Schweiker stand noch immer inmitten der Wiese und spähte in die Büsche, hinter denen Sigenot verschwunden war. Da hörte er Bruder Wampos Stimme: »He, Schweiker, komm!« Er ging zum Feuer, bei dem sich Wampo nach dem überstandenen Schreck schon wieder häuslich mit Spieß und Braten eingerichtet hatte.

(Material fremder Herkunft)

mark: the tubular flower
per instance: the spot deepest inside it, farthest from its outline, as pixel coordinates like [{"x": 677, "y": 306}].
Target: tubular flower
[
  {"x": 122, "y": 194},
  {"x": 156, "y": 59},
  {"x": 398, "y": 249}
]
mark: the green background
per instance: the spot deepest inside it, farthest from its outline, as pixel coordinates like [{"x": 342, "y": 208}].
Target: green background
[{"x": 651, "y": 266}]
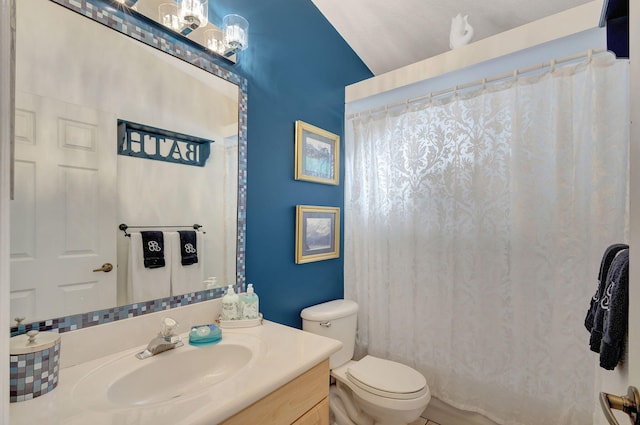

»Komm, dreh noch ein Weil, er wird bald gar sein. Ich hab ein Wörtl mit dem Fischer zu reden.«

»Du? Mit dem Fischer?«

»Sein Lägel hat Wasser,« Wampo kniff die Augen zu und schnalzte mit der Zunge, »es muß auch Fisch haben!« Mit beiden Händen hob er die Kutte, sprang davon und erspähte hinter den Stauden den Fischer, der gerade das Lägel niedersetzen wollte, um die Angel zu werfen. Geschäftig die Hände reibend, lächelnd und nickend, ging der Bruder auf ihn zu. »Gottes Segen über dich, mein Sohn!«

Sigenot hob die Augen.

Wampo zwinkerte, fast bis zu den Ohren verzog sich sein lachender Mund, und während er mit dem Fingerknöchel an das Lägel pochte, fragte er: »Hast du heut schon was gefangen, mein Sohn?«

»Ich bin meiner Mutter Sohn, nicht der deinige. Aber gefangen hab ich, denn ich hab gefischt.«

»Gefangen? So? So? Schöne Fische?«

»Gering Zeug fang ich nit.«

»Freilich, ein rechter Fischer! Gefangen also? So? Laß einmal sehen!« Wampo wollte nach dem Lägel greifen, aber Sigenot streckte die Angelrute vor. Seufzend legte der Bruder die Hände über das Bäuchlein und sah den Fischer an, mit Augen voll tiefer Kümmernis. Da mußte Sigenot lächeln. »So schau halt!« sagte er und öffnete den Deckel des Lägels. Hurtig fuhr der Bruder mit der Nase bis dicht an die Lücke. »Ei, da wimmelt ja ein Buckel neben dem andern!« Er richtete sich auf, und sein Gesicht strahlte. »Jetzt sag, mein Sohn –« Da erinnerte er sich der abweisenden Rede Sigenots. Zutraulich klopfte er ihm auf die Schulter. »Von mir kannst du dir das gefallen lassen. Ich könnt sagen: so redet die Kirche mit ihren Kindern. Aber zu dir sag ich: schau, lieber Fischer, bin ich nit so alt, daß ich dein Vater sein könnt? Und bist du nit so jung, wie mein Bub wohl sein möcht, wenn ich einen hätt? Gelt, ja? Und drum sag, mein Sohn, wie wär denn das, wenn du mir für Gottes Lohn und freundlichen Dank von deinem Fang ein paar Schwänzlein ablassen tätest? Hm?«

»Fisch willst du haben? Das hättest du kürzer sagen können.«

»Kurz oder lang, was meinst du dazu?«

»Nichts mein' ich!« sagte der Fischer lächelnd; je länger er den Bruder betrachtete, desto fröhlicher wurde sein Gesicht. »Auf die Fisch da wartet Herr Waze, ich hab ihm die Ferchen zugesagt zum Mahl auf die Nacht.«

»Herr Waze?« Wampo spitzte die Lippen wie zum Pfeifen. »Von dem hab ich schon gehört! Der soll die schönen Fisch alle haben, zum Mahl auf die Nacht? Aber schau, wir haben ein Mahl zu Mittag. Und haben nichts dazu als einen großen Hunger und ein kleines Stückl Fleisch. Und Mittag kommt vor Abend, Mittag ist jetzt! Also, tu eine gescheite Red, sag Ja!« Der Bruder legte die Hände auf den Gürtel und machte die freundlichsten Äuglein, die er zustande brachte. »Schau mich an, Fischer! Wenn ich dich gar schön bitt, kannst du da Nein sagen?«

»So nimm halt!« lachte Sigenot. Er drehte das Lägel um. Mit einem dicken Wasserguß flossen an die zwanzig Forellen in das Moos und hüpften silberschimmerig durcheinander.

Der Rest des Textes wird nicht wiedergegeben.